É um texto dirigido para dentro da Igreja. Fala da luz da fé para
quem já se encontra dentro no mundo iluminado pela fé. Nesse sentido é
uma reflexão intrasistêmica. Ademais possui uma diccção tipicamente
ocidental e europeia. No texto só falam autoridades européias. Não se
toma em consideração o magistério das igrejas continentais com suas
tradições, teologias, santos e testemunhos da fé. Cabe apontar esse
solipsismo pois na Europa vivem apenas 24% dos católicos; o resto se
encontra fora, 62% dos quais no assim chamado Terceiro e Quarto Mundo.
Posso me imaginar um católico sulcoreano, ou indiano, ou angolano ou
moçambicano ou mesmo um andino lendo esta Encíclica. Possivelmente todos
estes entenderão muito pouco do que lá se escreve, nem se encontram
espelhados naquele tipo de argumentação.
O
fio teológico que perpassa a argumentação é típico do pensamento de
Joseph Ratzinger como teólogo: a preponderância do tema da verdade,
diria, de forma quase obsessiva. Em nome desta verdade, se contrapõe
frontalmente com a modernidade. Tem dificuldade em aceitar um dos temas
mais caros do pensamento moderno: a autonomia do sujeito e o uso que faz da luz da razão. J. Ratzinger a vê como uma forma de substituir a luz da fé.
Não
demonstra aquela atitude tão aconselhada pelo Concílio Vaticano II que
seria: nos confrontos com as tendências culturais, filosóficas e
ideológicas contemporâneas, cabe primeiramente identificar a pepitas de
verdade que nelas existem e a partir dai organizar o diálogo, a crítica e
a complementaridade. Seria blasfemar contra o Espírito Santo imaginar
que os modernos somente pensaram falsidades e inverdades.
Para
Ratzinger o próprio amor vem submetido à verdade, sem a qual não
superaria o isolamento do “eu”(n.27). Contudo sabemos que o amor tem a
suas próprias razões e obedece a outra lógica, diversa sem ser
contrária, àquela da verdade. O amor pode não ver claramente, mas ve com
mais profundidade a realidade. Já Agostinho
na esteira de Platão dizia que só compreendemos verdadeiramente o que
amamos. Para Ratzinger, o “amor é a experiência da verdade”(n.27) e “sem
a verdade a fé não salva”(n.24).
Esta
afirmação é problemática em termos teológicos pois toda a Tradição,
especialmente, os Concílios tem afirmado que somente salva “aquela
verdade, informada pela caridade”(fides caritate informata).
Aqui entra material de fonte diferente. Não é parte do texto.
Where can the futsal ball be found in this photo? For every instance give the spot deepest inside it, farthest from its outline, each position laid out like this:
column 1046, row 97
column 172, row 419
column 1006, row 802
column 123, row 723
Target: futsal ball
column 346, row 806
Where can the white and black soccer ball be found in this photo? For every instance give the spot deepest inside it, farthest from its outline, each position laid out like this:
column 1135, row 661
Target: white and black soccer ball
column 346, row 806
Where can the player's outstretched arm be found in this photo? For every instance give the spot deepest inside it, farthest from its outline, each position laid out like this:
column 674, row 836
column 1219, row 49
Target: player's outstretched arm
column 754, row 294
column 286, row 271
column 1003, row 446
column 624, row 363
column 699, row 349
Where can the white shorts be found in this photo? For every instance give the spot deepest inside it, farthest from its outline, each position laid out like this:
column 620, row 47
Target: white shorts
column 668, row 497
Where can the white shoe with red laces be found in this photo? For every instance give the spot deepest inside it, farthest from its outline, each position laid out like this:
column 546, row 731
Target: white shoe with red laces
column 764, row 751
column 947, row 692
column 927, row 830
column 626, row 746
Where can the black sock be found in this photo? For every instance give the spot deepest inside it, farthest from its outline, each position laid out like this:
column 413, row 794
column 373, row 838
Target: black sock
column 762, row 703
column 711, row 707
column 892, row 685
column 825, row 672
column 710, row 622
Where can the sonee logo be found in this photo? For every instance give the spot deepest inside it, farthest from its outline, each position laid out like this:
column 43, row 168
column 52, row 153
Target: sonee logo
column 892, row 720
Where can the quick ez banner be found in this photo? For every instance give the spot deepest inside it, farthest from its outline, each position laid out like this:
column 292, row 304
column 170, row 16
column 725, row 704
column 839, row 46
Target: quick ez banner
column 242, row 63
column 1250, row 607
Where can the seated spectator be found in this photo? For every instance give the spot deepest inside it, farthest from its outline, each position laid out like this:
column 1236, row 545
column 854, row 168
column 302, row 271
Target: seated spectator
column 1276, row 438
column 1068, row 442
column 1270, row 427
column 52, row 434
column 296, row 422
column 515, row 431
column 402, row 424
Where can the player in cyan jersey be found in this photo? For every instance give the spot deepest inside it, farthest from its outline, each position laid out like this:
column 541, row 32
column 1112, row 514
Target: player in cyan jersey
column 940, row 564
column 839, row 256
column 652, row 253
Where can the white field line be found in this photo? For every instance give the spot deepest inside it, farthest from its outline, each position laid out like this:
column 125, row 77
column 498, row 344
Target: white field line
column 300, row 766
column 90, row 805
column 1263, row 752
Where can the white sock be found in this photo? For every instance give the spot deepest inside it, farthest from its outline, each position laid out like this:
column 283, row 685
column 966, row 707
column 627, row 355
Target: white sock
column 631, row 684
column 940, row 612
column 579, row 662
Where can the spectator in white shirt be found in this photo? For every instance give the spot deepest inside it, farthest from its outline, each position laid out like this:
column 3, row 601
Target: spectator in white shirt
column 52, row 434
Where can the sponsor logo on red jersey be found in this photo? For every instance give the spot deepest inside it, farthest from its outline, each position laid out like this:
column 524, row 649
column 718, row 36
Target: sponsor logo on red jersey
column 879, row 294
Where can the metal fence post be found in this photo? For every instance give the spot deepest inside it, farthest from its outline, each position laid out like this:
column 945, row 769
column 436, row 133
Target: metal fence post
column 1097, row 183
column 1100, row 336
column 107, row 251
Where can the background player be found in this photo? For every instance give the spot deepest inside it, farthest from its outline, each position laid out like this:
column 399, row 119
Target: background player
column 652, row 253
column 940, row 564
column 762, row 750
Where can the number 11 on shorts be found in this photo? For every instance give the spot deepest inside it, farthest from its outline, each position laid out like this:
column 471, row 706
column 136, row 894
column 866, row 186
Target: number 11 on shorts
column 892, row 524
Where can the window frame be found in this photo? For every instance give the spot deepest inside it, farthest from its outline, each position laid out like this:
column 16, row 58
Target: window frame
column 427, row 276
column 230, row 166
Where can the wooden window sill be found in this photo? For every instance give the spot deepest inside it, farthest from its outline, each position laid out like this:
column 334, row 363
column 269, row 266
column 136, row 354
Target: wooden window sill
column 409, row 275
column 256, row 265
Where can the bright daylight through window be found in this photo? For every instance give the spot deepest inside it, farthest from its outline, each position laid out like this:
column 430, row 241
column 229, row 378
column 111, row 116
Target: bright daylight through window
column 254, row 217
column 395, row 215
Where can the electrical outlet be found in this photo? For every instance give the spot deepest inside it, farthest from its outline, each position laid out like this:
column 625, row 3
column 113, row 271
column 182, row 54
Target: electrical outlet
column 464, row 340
Sem o
amor a verdade é insuficiente para alcançar a salvação. Numa linguagem
pedestre diria: o que salva não são prédicas verdadeiras mas práticas
efetivas.
Todo
documento do Magistério é feito por muitas mãos, tentando contemplar as
várias tendências teológicas aceitáveis. No final o Papa confere o seu
jeito e lhe dá o aval. Isso vale também para este documento. Na sua
parte final, provavelmente, pela mão do Papa Francisco, nota-se uma
notável abertura que se compagina mal com as partes anteriores,
fortemente doutrinárias. Nelas se afirma enfaticamente que
a luz da fé ilumina todas as dimensões da vida humana. Na parte final a
atitude é mais modesta:”A fé não é luz que dissipa todas as nossas
trevas, mas é uma lâmpada que guia nossos passos na noite e isto basta
para o caminho”(n.57). Com exatidão teológica se sustenta que “a
profissão de fé não é prestar assentimento a um conjunto de verdades
abstratas mas fazer a vida entrar em comunhão plena com o Deus
vivo”(45).
A
parte mais rica, no meu entender, se encontra no n. 45 quando se
explana o Credo. Ai se faz uma afirmação que desborda a teologia e
tangencia a filosofia:”o fiel afirma que o centro do ser, o coração mais
profundo de todas as coisas é a comunhão divina”(n.45). E completa:”o
Deus-comunhão é capaz de abraçar a história do homem e introduzi-lo no
seu dinamismo de comunhão”(n. 45).
Mas
se constata na Encíclica uma dolorosa lacuna que lhe subtrai grande
parte da relevância: não aborda as crises da fé do homem de hoje, suas
dúvidas, suas perguntas que nem a fé pode responder: Onde estava Deus no
tsunami que dizimou milhares de vida ou em Fukushima?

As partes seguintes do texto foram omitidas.